We now turn to connected sets S with \(|S|<\ln C\cdot d\). Since \(L_1\) is connected, and by Theorem 1.2 we have that whp \(|V(L_1)|\ge \epsilon n\), there exists a connected set \(S'\supseteq S\) such that \(|S'|=d\ln d\). Note that \(2e(S)+e(S,S^c)\le 2e(S')+e(S',S'^C)\), and so in particular by the above whp

$$\begin{aligned} e(S)+e(S, S^C)\le 2e(S)+e(S,S^C)\le 2\left( e(S')+e(S', S'^C)\right) \le 20\ln C \cdot d, \end{aligned}$$

completing the proof. \(\square \)

We also require a bound on the typical number of edges in \(L_1\). While this can be calculated quite accurately, the following naive, yet simple to prove bound will suffice for our goals, and utilises the Depth First Search (DFS) algorithm (see [52] for definition and application of the DFS algorithm in random graphs). Recall that the excess of a connected graph H is defined as \(|E(H)|-(|V(H)|-1)\).

Lemma 6.2

Whp, \(e(L_1)<3\epsilon n\).

Proof

We begin by running a DFS algorithm with \(\frac{nd}{2}\) random bits \(X_i\), to expose a spanning forest of \(G_p\). We first claim that if there is a connected component S of order k with \(k\ge d^2\), then we have queried at least \(\frac{2kd}{3}\) of the edges incident to S. Indeed, otherwise, there would have been an interval of length at most \(\frac{2kd}{3}\) where we receive k positive answers.
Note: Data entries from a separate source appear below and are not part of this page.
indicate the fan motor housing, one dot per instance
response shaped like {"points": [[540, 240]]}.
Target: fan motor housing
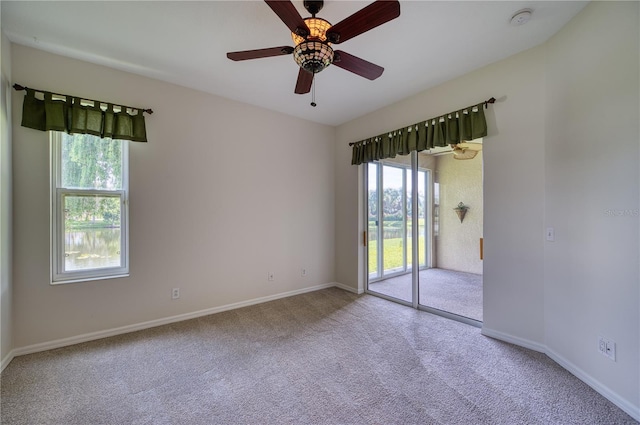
{"points": [[313, 56]]}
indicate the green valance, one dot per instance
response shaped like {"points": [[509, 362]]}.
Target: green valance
{"points": [[449, 129], [77, 115]]}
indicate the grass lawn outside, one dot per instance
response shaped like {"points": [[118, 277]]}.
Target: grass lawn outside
{"points": [[392, 256]]}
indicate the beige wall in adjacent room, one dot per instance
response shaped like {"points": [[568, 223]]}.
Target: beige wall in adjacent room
{"points": [[513, 156], [221, 195], [562, 152], [458, 244]]}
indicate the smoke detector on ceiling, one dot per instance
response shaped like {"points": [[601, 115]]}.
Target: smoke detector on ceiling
{"points": [[521, 17]]}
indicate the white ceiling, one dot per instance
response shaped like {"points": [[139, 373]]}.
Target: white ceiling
{"points": [[185, 43]]}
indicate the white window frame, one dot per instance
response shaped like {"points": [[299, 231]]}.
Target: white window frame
{"points": [[58, 274]]}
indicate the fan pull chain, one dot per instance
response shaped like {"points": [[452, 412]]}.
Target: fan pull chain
{"points": [[313, 91]]}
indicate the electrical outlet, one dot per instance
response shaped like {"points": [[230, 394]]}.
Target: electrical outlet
{"points": [[551, 234], [607, 348]]}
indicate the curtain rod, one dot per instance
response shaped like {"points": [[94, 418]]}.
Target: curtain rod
{"points": [[18, 87], [486, 103]]}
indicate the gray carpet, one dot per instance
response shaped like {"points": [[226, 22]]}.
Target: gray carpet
{"points": [[328, 357], [456, 292]]}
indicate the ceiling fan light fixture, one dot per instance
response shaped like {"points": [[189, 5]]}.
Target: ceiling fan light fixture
{"points": [[313, 56], [317, 30]]}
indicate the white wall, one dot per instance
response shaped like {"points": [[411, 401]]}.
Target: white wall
{"points": [[222, 194], [592, 195], [562, 151], [458, 244], [6, 308]]}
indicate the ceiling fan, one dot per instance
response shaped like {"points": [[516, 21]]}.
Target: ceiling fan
{"points": [[313, 38], [464, 151]]}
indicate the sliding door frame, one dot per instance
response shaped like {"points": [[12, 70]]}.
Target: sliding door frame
{"points": [[415, 238]]}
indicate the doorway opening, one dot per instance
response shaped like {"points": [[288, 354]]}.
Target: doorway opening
{"points": [[447, 277]]}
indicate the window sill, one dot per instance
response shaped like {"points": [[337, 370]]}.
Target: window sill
{"points": [[88, 279]]}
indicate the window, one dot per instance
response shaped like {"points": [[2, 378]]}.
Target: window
{"points": [[89, 208]]}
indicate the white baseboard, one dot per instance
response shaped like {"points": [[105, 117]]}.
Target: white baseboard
{"points": [[91, 336], [521, 342], [624, 404], [347, 288], [7, 359]]}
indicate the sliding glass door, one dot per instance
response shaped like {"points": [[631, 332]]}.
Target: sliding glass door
{"points": [[404, 230], [390, 227]]}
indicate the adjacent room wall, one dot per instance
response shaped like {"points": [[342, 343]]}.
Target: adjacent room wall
{"points": [[6, 297], [513, 155], [567, 111], [221, 195], [458, 244], [592, 196]]}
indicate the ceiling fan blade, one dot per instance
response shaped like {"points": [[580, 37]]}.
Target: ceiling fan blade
{"points": [[377, 13], [260, 53], [289, 15], [305, 79], [356, 65]]}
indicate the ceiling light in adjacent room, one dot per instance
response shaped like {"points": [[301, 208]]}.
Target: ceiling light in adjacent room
{"points": [[521, 17]]}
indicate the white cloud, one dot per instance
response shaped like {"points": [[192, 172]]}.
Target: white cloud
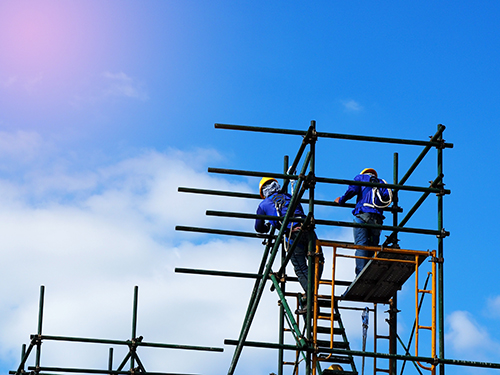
{"points": [[27, 83], [468, 338], [21, 145], [120, 84], [351, 105], [494, 307], [117, 232]]}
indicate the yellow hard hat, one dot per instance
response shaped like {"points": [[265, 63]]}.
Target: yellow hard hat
{"points": [[369, 170], [263, 182], [335, 367]]}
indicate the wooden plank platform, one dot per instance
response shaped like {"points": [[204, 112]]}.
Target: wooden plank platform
{"points": [[380, 280]]}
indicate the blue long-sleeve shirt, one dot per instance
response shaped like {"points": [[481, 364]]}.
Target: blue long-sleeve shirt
{"points": [[363, 195], [268, 207]]}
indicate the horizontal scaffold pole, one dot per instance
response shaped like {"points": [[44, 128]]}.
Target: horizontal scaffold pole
{"points": [[261, 129], [93, 371], [222, 232], [430, 360], [218, 273], [128, 343], [328, 180], [331, 223], [225, 193], [424, 152]]}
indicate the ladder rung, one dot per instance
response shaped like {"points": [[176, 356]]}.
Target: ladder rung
{"points": [[335, 344], [425, 327], [338, 372], [326, 330], [336, 358], [328, 316]]}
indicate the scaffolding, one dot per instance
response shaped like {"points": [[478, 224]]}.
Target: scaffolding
{"points": [[315, 343], [379, 282], [130, 364]]}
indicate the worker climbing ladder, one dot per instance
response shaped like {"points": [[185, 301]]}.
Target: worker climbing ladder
{"points": [[306, 181], [320, 341]]}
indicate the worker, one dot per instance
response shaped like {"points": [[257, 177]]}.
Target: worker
{"points": [[369, 204], [275, 203]]}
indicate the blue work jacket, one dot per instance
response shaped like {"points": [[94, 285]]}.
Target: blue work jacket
{"points": [[364, 195], [268, 207]]}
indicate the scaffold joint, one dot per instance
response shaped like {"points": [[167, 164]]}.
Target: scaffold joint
{"points": [[437, 260], [443, 233], [311, 138], [442, 192]]}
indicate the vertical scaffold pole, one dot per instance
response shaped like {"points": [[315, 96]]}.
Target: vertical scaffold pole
{"points": [[393, 315], [255, 299], [134, 323], [311, 248], [40, 320], [440, 258], [281, 338]]}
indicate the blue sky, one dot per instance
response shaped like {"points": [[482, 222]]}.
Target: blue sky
{"points": [[106, 107]]}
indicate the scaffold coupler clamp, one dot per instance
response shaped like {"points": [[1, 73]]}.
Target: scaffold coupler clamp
{"points": [[437, 260], [443, 233], [442, 192], [309, 181], [36, 340], [311, 138], [391, 240]]}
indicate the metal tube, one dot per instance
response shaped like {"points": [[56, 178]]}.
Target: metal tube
{"points": [[128, 343], [218, 273], [311, 252], [95, 371], [434, 138], [256, 196], [281, 331], [253, 308], [456, 362], [40, 320], [223, 232], [393, 308], [134, 323], [440, 264], [296, 161], [110, 359], [331, 135], [317, 221], [294, 326], [239, 172]]}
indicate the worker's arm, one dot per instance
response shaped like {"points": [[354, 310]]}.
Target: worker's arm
{"points": [[260, 224], [351, 191]]}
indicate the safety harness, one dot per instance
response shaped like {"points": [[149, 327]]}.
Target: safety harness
{"points": [[377, 195]]}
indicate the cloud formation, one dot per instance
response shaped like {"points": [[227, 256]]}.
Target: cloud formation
{"points": [[121, 85], [351, 105]]}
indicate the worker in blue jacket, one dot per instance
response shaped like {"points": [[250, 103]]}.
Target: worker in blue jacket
{"points": [[369, 204], [276, 203]]}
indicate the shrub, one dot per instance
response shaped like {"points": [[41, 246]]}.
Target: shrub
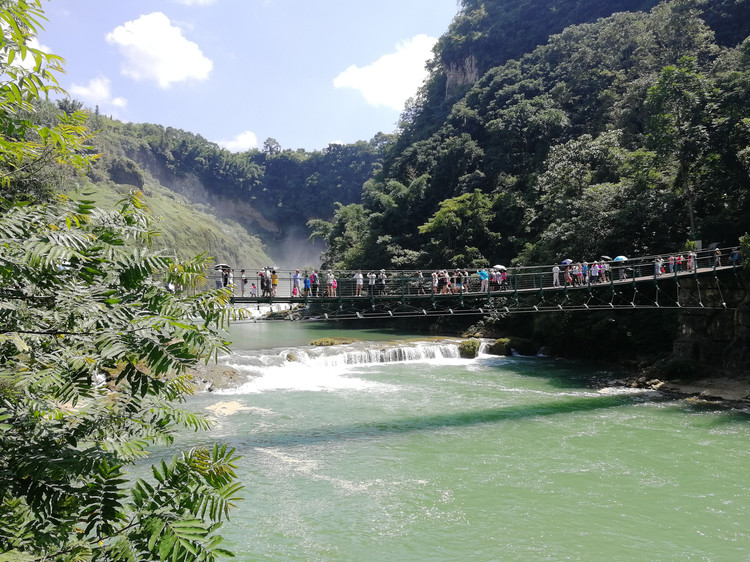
{"points": [[468, 349]]}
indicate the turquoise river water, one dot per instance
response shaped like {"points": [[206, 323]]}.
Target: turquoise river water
{"points": [[396, 449]]}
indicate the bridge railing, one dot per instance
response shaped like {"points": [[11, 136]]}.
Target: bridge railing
{"points": [[517, 278]]}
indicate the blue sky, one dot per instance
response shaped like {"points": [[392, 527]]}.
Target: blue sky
{"points": [[307, 73]]}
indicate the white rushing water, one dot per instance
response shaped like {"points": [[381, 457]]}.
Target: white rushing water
{"points": [[332, 367]]}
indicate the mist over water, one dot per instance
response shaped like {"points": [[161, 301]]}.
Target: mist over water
{"points": [[396, 448]]}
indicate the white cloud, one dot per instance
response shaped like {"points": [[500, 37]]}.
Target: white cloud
{"points": [[155, 49], [242, 142], [97, 92], [393, 78], [28, 62]]}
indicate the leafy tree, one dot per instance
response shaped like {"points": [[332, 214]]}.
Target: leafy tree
{"points": [[26, 76], [96, 335], [93, 353], [459, 231], [682, 109]]}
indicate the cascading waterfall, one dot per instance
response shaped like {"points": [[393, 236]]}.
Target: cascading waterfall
{"points": [[321, 368]]}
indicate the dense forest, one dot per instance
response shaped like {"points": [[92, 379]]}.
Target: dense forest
{"points": [[627, 135], [546, 127], [540, 124]]}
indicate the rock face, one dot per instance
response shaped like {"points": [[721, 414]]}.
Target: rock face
{"points": [[461, 74], [715, 337]]}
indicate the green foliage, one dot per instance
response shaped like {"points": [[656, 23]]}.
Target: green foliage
{"points": [[500, 347], [93, 357], [468, 349], [627, 135], [27, 75], [745, 250]]}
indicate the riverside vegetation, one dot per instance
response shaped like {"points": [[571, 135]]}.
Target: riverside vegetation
{"points": [[534, 138]]}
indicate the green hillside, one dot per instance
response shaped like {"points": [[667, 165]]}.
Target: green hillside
{"points": [[626, 135], [186, 229]]}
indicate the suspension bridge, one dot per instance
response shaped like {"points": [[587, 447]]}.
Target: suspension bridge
{"points": [[698, 282]]}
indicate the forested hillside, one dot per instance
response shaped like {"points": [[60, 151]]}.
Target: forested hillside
{"points": [[630, 134], [269, 193], [630, 125]]}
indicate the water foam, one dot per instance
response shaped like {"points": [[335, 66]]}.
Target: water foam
{"points": [[316, 369]]}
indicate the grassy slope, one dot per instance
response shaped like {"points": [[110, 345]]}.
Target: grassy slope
{"points": [[187, 229]]}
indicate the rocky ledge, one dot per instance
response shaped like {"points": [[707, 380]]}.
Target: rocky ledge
{"points": [[732, 389]]}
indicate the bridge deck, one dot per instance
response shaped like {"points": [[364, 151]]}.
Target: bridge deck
{"points": [[404, 288]]}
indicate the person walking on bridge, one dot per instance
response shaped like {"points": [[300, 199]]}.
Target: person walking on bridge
{"points": [[358, 282], [484, 277]]}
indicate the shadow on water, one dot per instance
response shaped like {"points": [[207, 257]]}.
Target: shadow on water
{"points": [[564, 374], [366, 430]]}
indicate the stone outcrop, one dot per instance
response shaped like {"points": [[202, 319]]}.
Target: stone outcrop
{"points": [[461, 74], [717, 337]]}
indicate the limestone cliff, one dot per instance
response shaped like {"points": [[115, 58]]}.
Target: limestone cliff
{"points": [[717, 338]]}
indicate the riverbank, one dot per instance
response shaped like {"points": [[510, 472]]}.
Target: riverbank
{"points": [[731, 388], [728, 387]]}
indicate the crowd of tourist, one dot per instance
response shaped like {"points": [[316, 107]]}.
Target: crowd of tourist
{"points": [[459, 280]]}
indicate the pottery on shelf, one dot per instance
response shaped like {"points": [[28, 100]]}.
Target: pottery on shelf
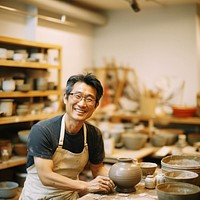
{"points": [[126, 174]]}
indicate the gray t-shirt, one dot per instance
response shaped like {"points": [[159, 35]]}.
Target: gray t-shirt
{"points": [[44, 138]]}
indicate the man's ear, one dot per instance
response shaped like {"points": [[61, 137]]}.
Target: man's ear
{"points": [[96, 105], [65, 99]]}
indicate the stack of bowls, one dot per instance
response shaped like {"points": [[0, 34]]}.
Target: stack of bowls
{"points": [[148, 168], [181, 176], [22, 109], [182, 162], [134, 141], [8, 189], [177, 191]]}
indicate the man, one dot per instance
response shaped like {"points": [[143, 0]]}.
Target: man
{"points": [[59, 148]]}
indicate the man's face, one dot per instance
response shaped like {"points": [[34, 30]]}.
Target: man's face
{"points": [[81, 102]]}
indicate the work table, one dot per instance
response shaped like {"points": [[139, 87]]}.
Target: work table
{"points": [[141, 193], [135, 154]]}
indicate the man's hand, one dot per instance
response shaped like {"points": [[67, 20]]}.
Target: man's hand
{"points": [[101, 184]]}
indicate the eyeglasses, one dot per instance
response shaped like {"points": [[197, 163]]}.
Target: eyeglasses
{"points": [[77, 96]]}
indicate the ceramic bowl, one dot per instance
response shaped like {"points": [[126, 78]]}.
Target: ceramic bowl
{"points": [[164, 139], [22, 111], [181, 176], [181, 162], [177, 191], [192, 138], [134, 141], [23, 135], [148, 168], [184, 111], [23, 87], [20, 149], [126, 174], [8, 189]]}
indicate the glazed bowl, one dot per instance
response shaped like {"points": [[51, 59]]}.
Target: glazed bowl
{"points": [[23, 87], [177, 191], [148, 168], [23, 135], [182, 162], [181, 176], [134, 141], [164, 138], [184, 111], [126, 174], [8, 189], [20, 149], [192, 138]]}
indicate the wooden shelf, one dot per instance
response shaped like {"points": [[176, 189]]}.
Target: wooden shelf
{"points": [[34, 65], [21, 42], [13, 161], [27, 118], [160, 119], [34, 93]]}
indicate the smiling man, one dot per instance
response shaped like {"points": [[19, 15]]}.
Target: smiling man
{"points": [[59, 148]]}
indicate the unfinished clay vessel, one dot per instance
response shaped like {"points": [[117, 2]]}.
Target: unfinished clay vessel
{"points": [[126, 174]]}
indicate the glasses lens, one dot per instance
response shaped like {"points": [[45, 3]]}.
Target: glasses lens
{"points": [[78, 97]]}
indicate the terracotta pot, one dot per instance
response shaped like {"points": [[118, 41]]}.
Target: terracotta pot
{"points": [[126, 174]]}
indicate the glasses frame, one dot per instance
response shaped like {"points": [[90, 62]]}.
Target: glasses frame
{"points": [[75, 96]]}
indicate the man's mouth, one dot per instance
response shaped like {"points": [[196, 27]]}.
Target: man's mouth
{"points": [[80, 111]]}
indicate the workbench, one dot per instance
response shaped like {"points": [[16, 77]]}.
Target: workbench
{"points": [[141, 193]]}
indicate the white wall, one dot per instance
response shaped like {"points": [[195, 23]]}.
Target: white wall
{"points": [[77, 42], [156, 41]]}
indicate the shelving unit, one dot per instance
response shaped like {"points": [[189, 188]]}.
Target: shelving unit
{"points": [[30, 96]]}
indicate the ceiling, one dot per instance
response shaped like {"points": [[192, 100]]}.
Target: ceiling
{"points": [[106, 5]]}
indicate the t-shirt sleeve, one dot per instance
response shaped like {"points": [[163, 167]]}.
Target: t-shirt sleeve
{"points": [[40, 142]]}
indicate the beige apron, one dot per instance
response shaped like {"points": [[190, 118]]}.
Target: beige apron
{"points": [[66, 163]]}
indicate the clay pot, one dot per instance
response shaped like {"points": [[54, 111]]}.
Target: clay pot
{"points": [[126, 174]]}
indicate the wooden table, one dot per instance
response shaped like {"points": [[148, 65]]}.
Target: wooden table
{"points": [[141, 193]]}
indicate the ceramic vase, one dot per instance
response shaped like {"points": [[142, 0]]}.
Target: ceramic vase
{"points": [[126, 174]]}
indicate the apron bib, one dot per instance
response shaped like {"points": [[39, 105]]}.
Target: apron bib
{"points": [[66, 163]]}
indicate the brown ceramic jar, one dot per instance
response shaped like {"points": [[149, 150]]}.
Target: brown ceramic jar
{"points": [[126, 174]]}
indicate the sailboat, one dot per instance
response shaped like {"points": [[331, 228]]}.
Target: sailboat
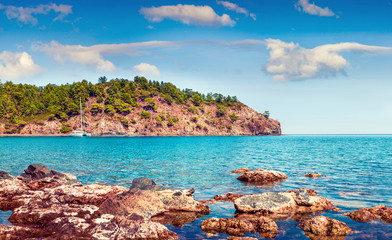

By a typical Chernoff-type bound, the probability that a fixed interval of length \(\frac{2kd}{3}\) contains k positive answers is at most

$$\begin{aligned} \mathbb {P}\left( Bin\left( \frac{2kd}{3},\frac{1+\epsilon }{d}\right) \ge k\right) \le \exp \left( -\frac{k}{30}\right) \le \exp \left( -\frac{d^2}{30}\right) . \end{aligned}$$

In particular, taking a union bound over the at most nd intervals of length \(\frac{2kd}{3}\) and at most n different values of k completes the proof of the claim.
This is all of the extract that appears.